On November 12, 2020, in connection with the Closing of the Series D Financing, the Board Lenders entered into (i) Debt Exchange Agreements (collectively, the “Debt Exchange Agreements”), and (ii) Satisfaction and Release Agreements (collectively, the “Release Agreements”), for the purpose of satisfying certain obligations of the Company arising under (i) the Board Note, and (ii) the Second Board Note.
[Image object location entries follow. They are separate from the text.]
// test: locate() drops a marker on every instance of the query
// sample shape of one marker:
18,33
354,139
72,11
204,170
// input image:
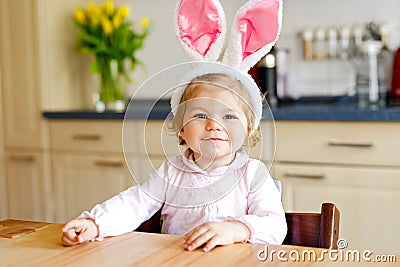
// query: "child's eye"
200,116
229,117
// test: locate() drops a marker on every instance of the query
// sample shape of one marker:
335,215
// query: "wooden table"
43,248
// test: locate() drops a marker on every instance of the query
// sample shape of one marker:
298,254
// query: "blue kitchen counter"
343,109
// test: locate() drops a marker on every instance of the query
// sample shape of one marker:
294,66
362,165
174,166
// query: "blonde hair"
224,81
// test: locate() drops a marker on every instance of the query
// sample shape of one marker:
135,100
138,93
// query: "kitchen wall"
65,73
324,77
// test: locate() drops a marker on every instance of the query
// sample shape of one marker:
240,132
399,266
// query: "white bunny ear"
201,28
255,30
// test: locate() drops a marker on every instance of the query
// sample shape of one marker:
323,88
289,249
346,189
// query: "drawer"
365,143
86,135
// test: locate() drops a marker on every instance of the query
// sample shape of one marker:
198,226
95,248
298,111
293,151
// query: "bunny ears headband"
201,30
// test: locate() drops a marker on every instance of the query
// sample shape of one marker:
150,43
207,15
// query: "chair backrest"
319,230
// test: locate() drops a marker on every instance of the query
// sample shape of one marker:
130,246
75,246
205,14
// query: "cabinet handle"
107,163
343,143
304,175
21,158
90,137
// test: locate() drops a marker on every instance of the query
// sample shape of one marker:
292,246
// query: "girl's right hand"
78,231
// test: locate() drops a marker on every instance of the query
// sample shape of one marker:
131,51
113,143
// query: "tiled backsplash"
330,77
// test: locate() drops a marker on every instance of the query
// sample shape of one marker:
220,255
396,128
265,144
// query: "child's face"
214,124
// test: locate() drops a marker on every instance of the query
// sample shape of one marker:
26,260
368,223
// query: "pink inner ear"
258,26
199,24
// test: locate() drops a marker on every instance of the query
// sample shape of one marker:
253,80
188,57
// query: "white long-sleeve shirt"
243,191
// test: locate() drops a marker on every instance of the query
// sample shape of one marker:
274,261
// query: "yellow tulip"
108,8
80,15
117,21
106,25
93,8
123,11
145,22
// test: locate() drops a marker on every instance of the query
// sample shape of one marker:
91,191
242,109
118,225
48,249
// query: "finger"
201,240
65,241
86,235
198,231
212,243
73,224
70,234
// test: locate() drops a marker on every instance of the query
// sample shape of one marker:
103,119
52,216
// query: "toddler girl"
214,194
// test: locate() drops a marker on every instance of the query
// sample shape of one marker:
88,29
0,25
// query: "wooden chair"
319,230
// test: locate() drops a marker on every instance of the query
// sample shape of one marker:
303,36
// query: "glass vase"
111,95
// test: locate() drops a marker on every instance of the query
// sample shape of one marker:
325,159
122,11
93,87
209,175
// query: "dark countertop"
310,109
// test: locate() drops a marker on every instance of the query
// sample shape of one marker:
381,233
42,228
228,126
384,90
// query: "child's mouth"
215,139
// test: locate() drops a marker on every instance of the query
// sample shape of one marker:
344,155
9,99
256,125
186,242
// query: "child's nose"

Pursuant to the Debt Exchange Agreements and Release Agreements: (a) one-half of the Board Note Principal plus accrued interest, totaling approximately $232,000 was converted into 231.6 shares of Series D Preferred at a rate of $1,000 per share of Series D Preferred, with the remaining one-half of the Board Note Principal plus accrued interest, totaling approximately $232,000, to be paid to the Board Lender in cash out of proceeds of the Series D Financing, in full satisfaction of the Company's obligations under the Board Note; and (b) the entire Second Board Note Principal plus accrued interest, totaling approximately $103,000, was converted into 102.8 shares of Series D Preferred at a rate of $1,000 per share of Series D Preferred, in full satisfaction of the Company's obligations under the Second Board Note.

 

Professional Services Agreement

 

During the year ended December 31, 2020, the Company entered into professional services agreement with a firm affiliated with a member of the Company’s Board at the time the parties entered into the agreement. The Company made no payments pursuant to this agreement during the twelve months ended December 31, 2020 and has made approximately $34,000 during 2021. The Company has the right to terminate the agreement on thirty days written notice at any time.